Swanlan: [32:04] Não, não, não estou preocupado. Eu só quero dizer que há coisas muito ordinárias, muito comuns. Por exemplo, quando algo acontece, até na política, você precisa se perguntar: o que você acha disso? Porque, assim que você começa a ouvir alguém, e há muitas opiniões, e tudo mais - você simplesmente moa as opiniões dos outros e não tem ideia, não sabe o que é uma ideia. Uma ideia é a primeira coisa que você precisa fazer: tomar um fôlego profundo e ouvir o que você pensa sobre isso. É a decisão certa. E, em geral, digamos, vivemos em uma era de pregadores e especialistas intermináveis, e é isso que embaça toda a história sobre a individualidade.

Sergei: [32:51]
Peritos, como Mikhail Hazin os chama - pessoas maravilhosas. Blogueiros e peritos. Isso existe. Mas, mais uma vez: eu não estou forçando ninguém, não estou pedindo nada. Estou apenas compartilhando a minha experiência pessoal. Há experiência em interagir com pessoas que estão tentando entender a si mesmas. Faça a si mesmo três perguntas: quem sou eu? Por que estou aqui? E, basicamente, por quê? Isso é tudo. E responda a essas perguntas para si mesmo. É simples.

Svetlana: [33:25]
Essas perguntas são feitas, na minha opinião. Apenas "quem sou eu?" - "Eu sou um peão guiado por Shvab." Essa é a resposta para essas perguntas. É a resposta daqueles que têm dificuldade em assumir a responsabilidade.

Sergei: [33:41]
Os tempos de Shvab acabaram, graças a Deus.

Svetlana: [33:43]
Estou dizendo isso de forma condicional, claro.

Sergei: [33:44]
Sim, sim, sim, felizmente. Mas tem toda a razão, especialmente nos últimos tempos - e agora que a minha filha tem 20 anos, consigo ver isso - houve tentativas de desumanizar as pessoas completamente. Então, o que quero dizer? Nunca ensinamos ninguém ou fomos ensinados por ninguém, em princípio. O ponto crucial é a capacidade de manter a atenção num processo, de concentrar-se, a questão da concentração da atenção. Esta é a coisa mais valiosa, mais importante que não é ensinada.
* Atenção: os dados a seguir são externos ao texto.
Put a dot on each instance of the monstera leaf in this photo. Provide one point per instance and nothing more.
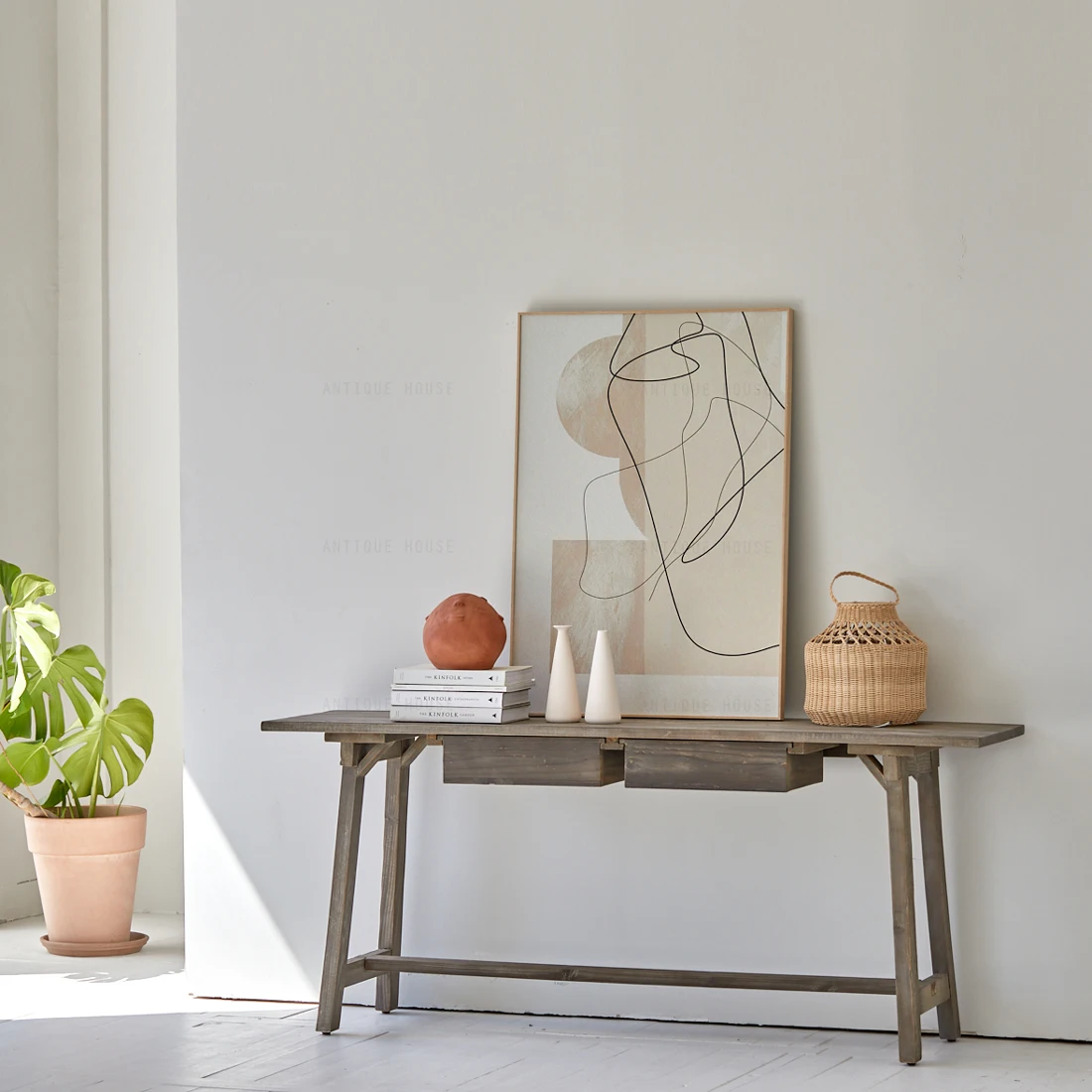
(101, 752)
(107, 744)
(29, 629)
(41, 711)
(25, 763)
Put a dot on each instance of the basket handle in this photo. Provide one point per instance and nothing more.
(850, 572)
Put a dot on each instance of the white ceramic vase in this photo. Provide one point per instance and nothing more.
(563, 699)
(602, 706)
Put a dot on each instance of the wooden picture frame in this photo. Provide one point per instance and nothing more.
(652, 500)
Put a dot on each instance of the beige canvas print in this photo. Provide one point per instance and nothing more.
(652, 488)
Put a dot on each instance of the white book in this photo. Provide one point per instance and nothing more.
(461, 716)
(452, 698)
(511, 678)
(515, 688)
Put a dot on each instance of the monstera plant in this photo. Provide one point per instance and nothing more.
(64, 753)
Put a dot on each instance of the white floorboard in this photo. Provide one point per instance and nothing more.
(129, 1025)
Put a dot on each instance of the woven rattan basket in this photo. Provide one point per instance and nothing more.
(866, 667)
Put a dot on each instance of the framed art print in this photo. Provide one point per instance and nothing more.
(652, 501)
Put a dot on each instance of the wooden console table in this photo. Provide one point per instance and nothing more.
(733, 755)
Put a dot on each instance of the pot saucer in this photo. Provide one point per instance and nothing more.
(135, 941)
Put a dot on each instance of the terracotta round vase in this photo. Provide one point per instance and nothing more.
(465, 633)
(86, 872)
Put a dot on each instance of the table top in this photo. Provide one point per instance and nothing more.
(377, 724)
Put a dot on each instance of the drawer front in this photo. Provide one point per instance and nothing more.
(724, 766)
(528, 760)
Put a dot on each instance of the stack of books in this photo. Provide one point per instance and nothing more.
(497, 696)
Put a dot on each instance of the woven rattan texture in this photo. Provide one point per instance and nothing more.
(866, 667)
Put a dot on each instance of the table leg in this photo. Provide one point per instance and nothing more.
(346, 851)
(394, 870)
(896, 783)
(936, 893)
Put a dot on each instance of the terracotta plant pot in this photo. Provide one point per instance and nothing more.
(86, 874)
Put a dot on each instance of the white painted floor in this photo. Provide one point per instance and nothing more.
(128, 1025)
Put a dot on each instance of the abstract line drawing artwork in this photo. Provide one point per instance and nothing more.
(652, 492)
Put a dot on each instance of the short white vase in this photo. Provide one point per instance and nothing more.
(602, 706)
(563, 699)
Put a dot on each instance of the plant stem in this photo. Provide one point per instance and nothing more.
(23, 804)
(94, 792)
(30, 796)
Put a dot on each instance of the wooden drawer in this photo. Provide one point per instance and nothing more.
(528, 760)
(729, 766)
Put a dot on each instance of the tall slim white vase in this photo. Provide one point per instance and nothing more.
(602, 706)
(563, 699)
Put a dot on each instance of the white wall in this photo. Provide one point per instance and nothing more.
(143, 474)
(88, 341)
(369, 194)
(28, 339)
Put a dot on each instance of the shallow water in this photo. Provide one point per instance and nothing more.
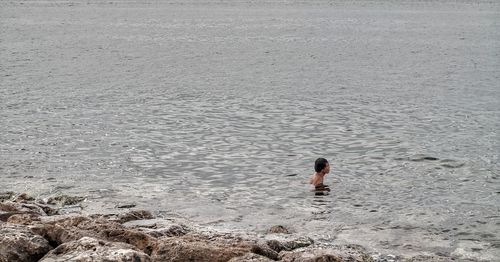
(216, 112)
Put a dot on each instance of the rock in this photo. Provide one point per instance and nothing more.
(126, 206)
(6, 195)
(289, 245)
(23, 218)
(73, 228)
(91, 249)
(9, 206)
(335, 253)
(250, 257)
(65, 200)
(17, 243)
(195, 248)
(279, 230)
(158, 227)
(23, 198)
(65, 210)
(134, 215)
(264, 250)
(139, 239)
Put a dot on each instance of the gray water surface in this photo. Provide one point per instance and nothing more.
(216, 112)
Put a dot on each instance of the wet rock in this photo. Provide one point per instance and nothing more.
(91, 249)
(448, 163)
(17, 243)
(196, 248)
(134, 215)
(23, 198)
(287, 245)
(138, 239)
(65, 200)
(75, 209)
(264, 250)
(6, 195)
(158, 227)
(23, 218)
(279, 230)
(10, 206)
(251, 257)
(419, 158)
(334, 253)
(73, 228)
(126, 206)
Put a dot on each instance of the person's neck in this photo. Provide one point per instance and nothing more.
(321, 174)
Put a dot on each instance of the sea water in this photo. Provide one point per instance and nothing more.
(216, 111)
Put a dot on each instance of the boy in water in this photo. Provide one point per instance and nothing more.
(322, 167)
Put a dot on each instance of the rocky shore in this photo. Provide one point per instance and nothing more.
(54, 229)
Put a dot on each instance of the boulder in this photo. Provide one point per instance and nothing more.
(91, 249)
(23, 218)
(197, 248)
(17, 243)
(351, 253)
(134, 215)
(250, 257)
(10, 206)
(279, 230)
(73, 228)
(158, 227)
(6, 195)
(65, 200)
(288, 245)
(264, 250)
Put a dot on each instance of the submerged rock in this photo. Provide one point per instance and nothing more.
(134, 215)
(287, 245)
(6, 195)
(158, 227)
(73, 228)
(91, 249)
(65, 200)
(196, 248)
(18, 243)
(334, 253)
(279, 229)
(264, 250)
(250, 257)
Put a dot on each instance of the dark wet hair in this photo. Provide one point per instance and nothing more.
(320, 164)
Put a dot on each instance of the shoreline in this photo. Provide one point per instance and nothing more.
(56, 229)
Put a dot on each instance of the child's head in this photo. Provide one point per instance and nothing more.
(321, 165)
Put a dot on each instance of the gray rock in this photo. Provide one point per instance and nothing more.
(134, 215)
(91, 249)
(65, 200)
(334, 253)
(197, 248)
(251, 257)
(288, 245)
(264, 250)
(17, 243)
(279, 229)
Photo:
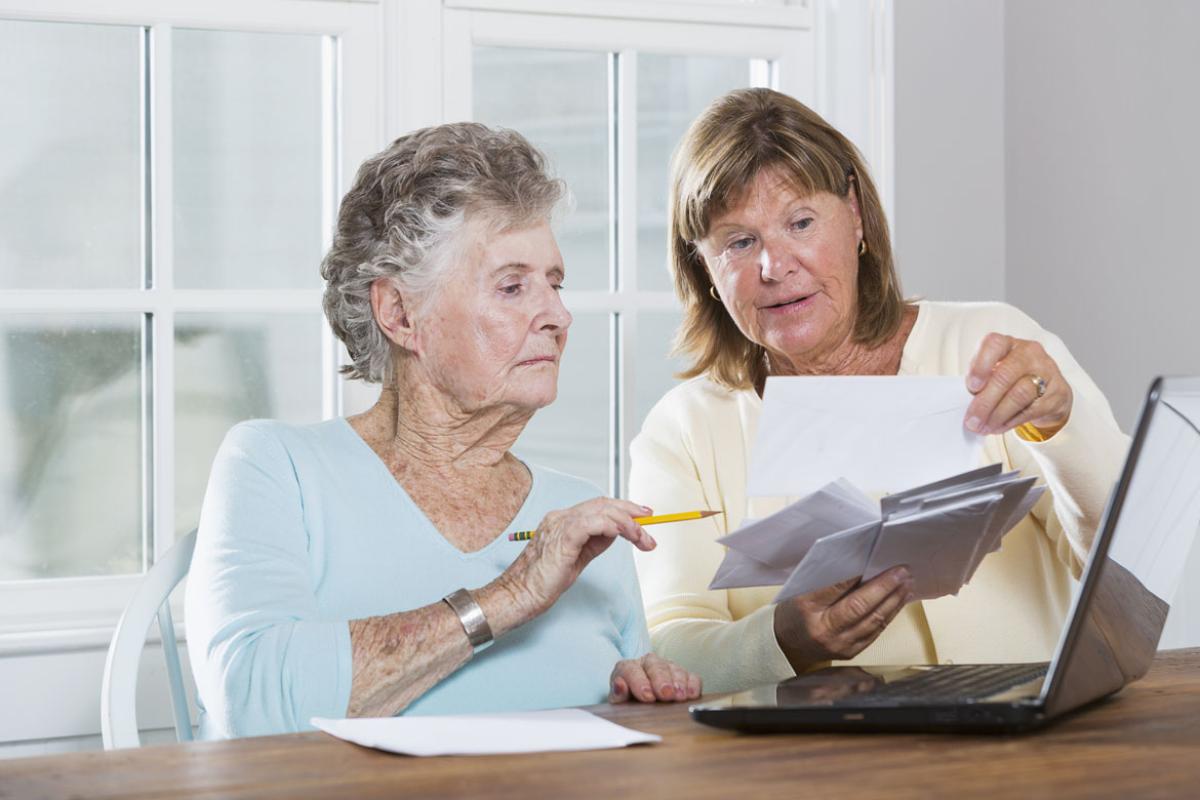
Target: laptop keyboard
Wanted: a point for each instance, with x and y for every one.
(960, 683)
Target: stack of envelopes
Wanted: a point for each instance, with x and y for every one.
(941, 530)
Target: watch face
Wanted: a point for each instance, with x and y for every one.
(475, 625)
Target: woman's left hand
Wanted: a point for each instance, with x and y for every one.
(1003, 377)
(652, 679)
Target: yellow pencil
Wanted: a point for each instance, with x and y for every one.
(659, 518)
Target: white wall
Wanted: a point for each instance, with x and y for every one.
(949, 148)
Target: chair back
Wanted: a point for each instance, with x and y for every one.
(118, 693)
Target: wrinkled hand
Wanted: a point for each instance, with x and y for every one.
(652, 679)
(1006, 396)
(567, 542)
(838, 623)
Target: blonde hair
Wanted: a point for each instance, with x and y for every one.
(736, 138)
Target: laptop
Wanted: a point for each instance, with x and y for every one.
(1109, 639)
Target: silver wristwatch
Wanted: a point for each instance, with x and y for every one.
(479, 632)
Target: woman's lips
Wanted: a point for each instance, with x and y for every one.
(790, 306)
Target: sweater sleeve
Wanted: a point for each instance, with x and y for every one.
(1080, 463)
(689, 623)
(263, 659)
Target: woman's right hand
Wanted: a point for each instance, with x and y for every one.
(567, 542)
(838, 623)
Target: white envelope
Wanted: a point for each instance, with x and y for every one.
(739, 570)
(937, 545)
(785, 536)
(881, 433)
(832, 559)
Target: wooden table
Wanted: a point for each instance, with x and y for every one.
(1143, 743)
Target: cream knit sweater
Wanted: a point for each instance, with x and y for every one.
(694, 450)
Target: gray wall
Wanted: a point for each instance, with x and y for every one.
(1102, 138)
(949, 148)
(1102, 132)
(1048, 155)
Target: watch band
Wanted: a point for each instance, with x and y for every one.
(472, 617)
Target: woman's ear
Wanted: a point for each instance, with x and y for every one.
(852, 200)
(391, 313)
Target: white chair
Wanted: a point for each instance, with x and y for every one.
(118, 693)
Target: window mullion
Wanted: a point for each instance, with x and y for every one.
(161, 523)
(627, 257)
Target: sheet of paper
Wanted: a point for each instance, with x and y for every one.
(785, 536)
(832, 559)
(881, 433)
(483, 734)
(936, 545)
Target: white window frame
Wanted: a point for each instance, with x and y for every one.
(47, 615)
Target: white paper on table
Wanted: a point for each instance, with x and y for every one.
(881, 433)
(832, 559)
(484, 734)
(937, 545)
(785, 536)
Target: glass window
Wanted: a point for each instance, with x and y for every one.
(71, 409)
(247, 160)
(672, 90)
(233, 367)
(574, 434)
(71, 164)
(559, 101)
(654, 367)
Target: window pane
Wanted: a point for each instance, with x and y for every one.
(70, 156)
(559, 101)
(71, 468)
(233, 367)
(573, 434)
(247, 160)
(672, 90)
(654, 368)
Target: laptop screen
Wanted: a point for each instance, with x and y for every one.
(1139, 555)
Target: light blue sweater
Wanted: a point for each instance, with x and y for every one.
(304, 529)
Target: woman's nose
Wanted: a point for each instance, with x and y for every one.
(774, 262)
(555, 316)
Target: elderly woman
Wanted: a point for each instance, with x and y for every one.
(780, 256)
(359, 566)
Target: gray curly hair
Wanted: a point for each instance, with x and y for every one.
(403, 216)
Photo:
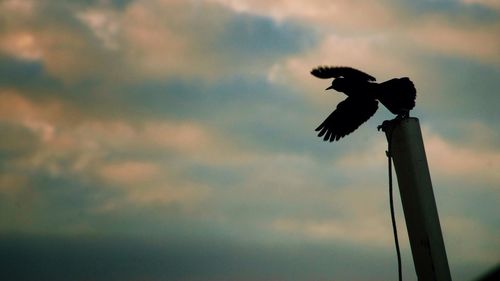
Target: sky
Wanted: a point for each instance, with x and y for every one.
(146, 140)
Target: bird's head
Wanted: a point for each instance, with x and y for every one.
(339, 84)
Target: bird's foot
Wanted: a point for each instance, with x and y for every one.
(386, 125)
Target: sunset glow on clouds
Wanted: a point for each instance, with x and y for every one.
(175, 139)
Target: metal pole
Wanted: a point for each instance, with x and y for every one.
(419, 205)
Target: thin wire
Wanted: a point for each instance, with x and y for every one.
(391, 203)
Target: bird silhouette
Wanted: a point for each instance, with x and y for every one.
(363, 94)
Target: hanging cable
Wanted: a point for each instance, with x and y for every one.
(391, 204)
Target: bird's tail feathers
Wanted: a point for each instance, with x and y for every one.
(397, 94)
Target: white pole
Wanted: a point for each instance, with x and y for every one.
(419, 205)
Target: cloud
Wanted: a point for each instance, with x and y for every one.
(458, 161)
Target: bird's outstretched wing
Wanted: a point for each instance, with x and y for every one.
(325, 72)
(347, 117)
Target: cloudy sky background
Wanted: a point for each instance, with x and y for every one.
(174, 139)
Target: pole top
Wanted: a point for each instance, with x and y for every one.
(388, 126)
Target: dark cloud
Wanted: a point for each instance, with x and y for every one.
(116, 258)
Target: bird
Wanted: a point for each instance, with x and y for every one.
(363, 94)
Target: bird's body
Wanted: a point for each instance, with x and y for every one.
(397, 95)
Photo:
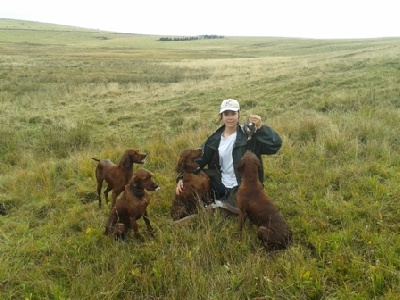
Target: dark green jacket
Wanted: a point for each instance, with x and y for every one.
(264, 141)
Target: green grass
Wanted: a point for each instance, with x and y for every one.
(69, 94)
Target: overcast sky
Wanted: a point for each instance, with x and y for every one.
(278, 18)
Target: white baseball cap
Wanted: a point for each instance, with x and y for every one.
(229, 104)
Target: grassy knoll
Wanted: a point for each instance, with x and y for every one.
(69, 94)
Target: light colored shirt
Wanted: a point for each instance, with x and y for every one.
(226, 160)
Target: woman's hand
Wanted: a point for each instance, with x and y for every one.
(179, 187)
(256, 120)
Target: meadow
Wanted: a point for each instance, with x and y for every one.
(69, 94)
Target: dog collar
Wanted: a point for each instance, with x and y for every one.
(138, 193)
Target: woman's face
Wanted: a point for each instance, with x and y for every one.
(230, 118)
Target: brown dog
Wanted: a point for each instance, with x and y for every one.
(254, 203)
(131, 206)
(118, 175)
(196, 185)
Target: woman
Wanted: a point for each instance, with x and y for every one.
(224, 149)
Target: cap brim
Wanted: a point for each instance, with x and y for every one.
(225, 109)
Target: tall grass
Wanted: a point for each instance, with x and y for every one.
(70, 94)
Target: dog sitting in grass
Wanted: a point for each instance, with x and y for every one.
(131, 206)
(254, 203)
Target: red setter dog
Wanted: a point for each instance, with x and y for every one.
(118, 175)
(196, 185)
(131, 206)
(254, 203)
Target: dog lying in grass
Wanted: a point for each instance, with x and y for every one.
(131, 206)
(254, 203)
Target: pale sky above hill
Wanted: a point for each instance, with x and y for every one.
(348, 19)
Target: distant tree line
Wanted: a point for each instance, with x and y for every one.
(190, 38)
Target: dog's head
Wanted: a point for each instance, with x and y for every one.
(132, 156)
(143, 180)
(249, 163)
(187, 159)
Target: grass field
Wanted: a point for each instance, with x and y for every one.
(69, 94)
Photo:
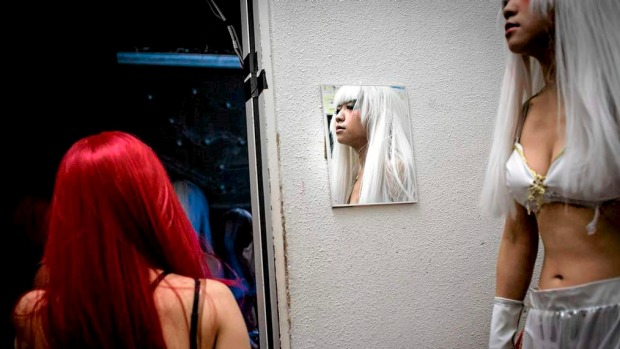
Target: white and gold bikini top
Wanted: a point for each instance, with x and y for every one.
(533, 190)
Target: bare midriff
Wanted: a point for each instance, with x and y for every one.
(573, 257)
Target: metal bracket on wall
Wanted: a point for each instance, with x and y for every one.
(255, 84)
(254, 89)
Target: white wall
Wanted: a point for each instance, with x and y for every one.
(398, 276)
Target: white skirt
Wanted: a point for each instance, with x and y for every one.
(581, 317)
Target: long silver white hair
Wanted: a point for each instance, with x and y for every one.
(587, 71)
(389, 171)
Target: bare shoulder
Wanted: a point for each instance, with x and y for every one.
(231, 329)
(219, 292)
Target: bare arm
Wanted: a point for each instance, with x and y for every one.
(517, 255)
(231, 329)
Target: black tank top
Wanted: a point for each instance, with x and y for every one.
(194, 319)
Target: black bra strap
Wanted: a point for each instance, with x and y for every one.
(158, 279)
(194, 320)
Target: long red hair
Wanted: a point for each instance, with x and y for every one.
(113, 217)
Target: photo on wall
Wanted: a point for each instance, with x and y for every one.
(368, 145)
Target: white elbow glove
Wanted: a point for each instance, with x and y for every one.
(504, 322)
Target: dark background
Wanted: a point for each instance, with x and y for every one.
(62, 82)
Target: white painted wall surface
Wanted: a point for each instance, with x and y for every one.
(397, 276)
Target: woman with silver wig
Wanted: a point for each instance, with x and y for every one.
(372, 155)
(554, 174)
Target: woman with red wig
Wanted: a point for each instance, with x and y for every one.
(124, 267)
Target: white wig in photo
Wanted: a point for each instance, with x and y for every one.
(389, 172)
(587, 71)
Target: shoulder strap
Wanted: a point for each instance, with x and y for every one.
(158, 279)
(194, 320)
(524, 111)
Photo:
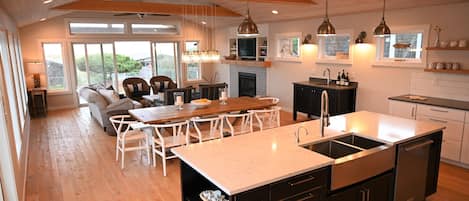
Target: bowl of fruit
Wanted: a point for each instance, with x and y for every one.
(201, 103)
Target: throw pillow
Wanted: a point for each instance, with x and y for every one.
(110, 95)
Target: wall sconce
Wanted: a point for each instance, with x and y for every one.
(361, 38)
(308, 40)
(36, 69)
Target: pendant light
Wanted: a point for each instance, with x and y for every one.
(382, 29)
(248, 28)
(326, 28)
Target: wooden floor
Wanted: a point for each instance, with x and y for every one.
(72, 159)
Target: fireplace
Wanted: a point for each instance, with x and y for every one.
(247, 84)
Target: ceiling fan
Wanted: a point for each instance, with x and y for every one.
(141, 15)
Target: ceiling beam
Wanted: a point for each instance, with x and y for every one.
(312, 2)
(146, 7)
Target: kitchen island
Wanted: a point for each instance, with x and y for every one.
(271, 165)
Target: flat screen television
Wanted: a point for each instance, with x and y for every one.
(247, 48)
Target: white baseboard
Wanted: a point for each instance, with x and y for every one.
(63, 107)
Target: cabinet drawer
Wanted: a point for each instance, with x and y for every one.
(453, 131)
(313, 195)
(451, 149)
(299, 184)
(441, 112)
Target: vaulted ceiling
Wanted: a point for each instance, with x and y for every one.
(30, 11)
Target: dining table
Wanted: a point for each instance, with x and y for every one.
(168, 113)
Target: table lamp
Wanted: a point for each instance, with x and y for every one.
(35, 68)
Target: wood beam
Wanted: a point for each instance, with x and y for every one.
(312, 2)
(146, 7)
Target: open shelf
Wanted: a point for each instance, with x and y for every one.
(265, 64)
(449, 48)
(461, 72)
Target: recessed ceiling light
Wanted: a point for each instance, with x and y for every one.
(47, 1)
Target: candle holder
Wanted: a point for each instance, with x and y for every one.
(223, 97)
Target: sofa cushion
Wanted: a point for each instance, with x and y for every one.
(110, 95)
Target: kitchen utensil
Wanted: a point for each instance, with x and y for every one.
(444, 44)
(453, 43)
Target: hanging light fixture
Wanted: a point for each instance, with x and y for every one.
(326, 28)
(248, 28)
(382, 29)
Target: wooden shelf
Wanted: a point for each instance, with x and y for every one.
(264, 64)
(449, 48)
(461, 72)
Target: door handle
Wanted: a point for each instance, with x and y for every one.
(437, 120)
(420, 145)
(437, 110)
(310, 178)
(310, 196)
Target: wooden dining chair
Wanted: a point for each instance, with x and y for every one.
(266, 118)
(234, 126)
(122, 126)
(202, 133)
(168, 136)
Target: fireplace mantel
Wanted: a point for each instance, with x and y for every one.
(265, 64)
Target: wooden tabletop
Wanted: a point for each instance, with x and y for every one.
(163, 114)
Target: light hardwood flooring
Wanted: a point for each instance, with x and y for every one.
(72, 159)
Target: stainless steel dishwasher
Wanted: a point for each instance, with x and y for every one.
(411, 170)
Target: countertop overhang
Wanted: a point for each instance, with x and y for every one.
(241, 163)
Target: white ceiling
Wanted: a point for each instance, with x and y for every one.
(30, 11)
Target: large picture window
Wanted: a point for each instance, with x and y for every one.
(53, 57)
(335, 49)
(404, 47)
E agora veja: pensamento em clipes, informação por 30 segundos, talvez até 20, a informação é percebida por 20 segundos, depois a próxima informação - 20 segundos. Não há chance de uma pessoa aprender a concentrar-se num processo longo. Se mostrarem aos jovens um filme como "17 Momentos da Primavera", eles o assistirão? Porque tem de ser constantemente intercalado.

Svetlana: [34:43] Acho que também há uma história não tão simples aqui. Para aqueles para quem isso é próximo e para aqueles para quem esse relâmpago não importa, aqueles, digamos, que não conhecem a série significativa de pessoas, sim, com um conjunto tecnocrático, como esse, eu não sei, roteiros assim. Aqueles que... Há também outra juventude, e eu tenho que me comunicar com eles por várias razões.

Sergey: Concordo com isso.

Svetlana: Sim, por isso não podemos - se este tipo de conteúdo não for oferecido àqueles que o esperam, eles o encontrarão em outro lugar. É um dispositivo que pode ser, uma espécie de projeção para nós - como não devemos ser, como isso nos impede severamente, como anula todos os fatores humanos. Algo precisa ser um espelho escuro para compreender o que é um espelho brilhante. Então, em algum ponto, sim, foi até tendência convocar, chamar por isso - vamos nos iluminar. Todos o percebem de maneira diferente. Alguns não comem nada - assim eles se iluminam. Mas o ponto é diferente: é uma necessidade interna de se elevar acima de tudo isso, sentir-se fora de, digamos, circunstâncias forçadas, e de alguma forma entender que seu corpo e toda essa matéria - é uma ferramenta. Porque, como entendemos com você, só no mundo material em mudança a própria alma, que tem a chance de mudar e aumentar sua luminosidade, pode fazer algo, certo?

Sergei: Claro.

Svetlana: [36:26] Se estiverem lá, estarão no mesmo percentual que antes. Descemos aqui para crescer, para permitir que este mundo em mudança teste as nossas capacidades e...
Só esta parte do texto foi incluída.